If the code executed successfully, you should see the standard output from the cell saying:
Wrote DCP 'HelloWorld-PYNQ_Z1.dcp' successfully
Note that no Verilog/VHDL was used to create this design. All elements of the design were directly instantiated and placed in RapidWright. Routing was also accomplished in the RapidWright environment. When the design was complete, we simply wrote out a design checkpoint (DCP) using the Design.writeCheckpoint()
API.
This DCP can be seen in the Jupyter Notebook Dashboard, accessible by clicking on the Jupyter logo in the top left of the page. The recently created file will be listed and a download button (among others) will appear if the checkbox next to the file name is selected:
Now we can examine the results of our DCP by loading it in Vivado. If the Jupyter notebook server is running locally, you can run the code cell below to open vivado with the newly made DCP:
# open up an instance of Vivado and load our freshly created DCP...
if FileTools.isWindows():
os.system("START /B vivado HelloWorld-PYNQ_Z1.dcp")
else:
os.system("vivado HelloWorld-PYNQ_Z1.dcp &")
print "If vivado fails to open or load, you could run the following command:"
print ""
print " 'vivado " + os.path.join(os.getcwd(), "HelloWorld-PYNQ_Z1.dcp") + "'"

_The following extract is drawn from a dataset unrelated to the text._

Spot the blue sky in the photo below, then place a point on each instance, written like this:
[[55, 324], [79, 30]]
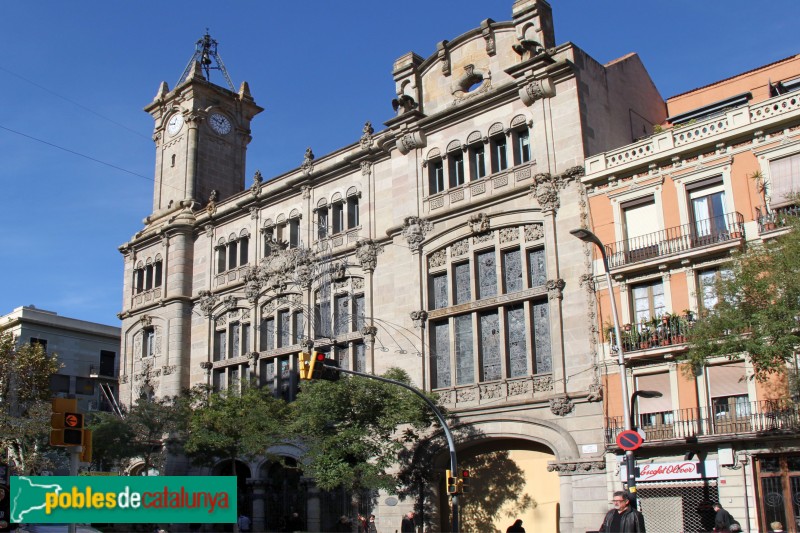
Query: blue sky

Once Vivado has opened the DCP, the netlist and device views can be explored as shown in the screenshot below:
If you happen to have access to a PYNQ-Z1 board, you can write a bitstream with the write_bitstream
command and download it accordingly.
*HINT:* Once you have an object loaded (run the code block once), you can use
TAB
to tab-complete options on objects to list their members (variables and/or methods).
*HINT:* The package pin for Button2 on the PYNQ-Z1 is
L20
(see PYNQ-Z1 Reference Guide, page 15).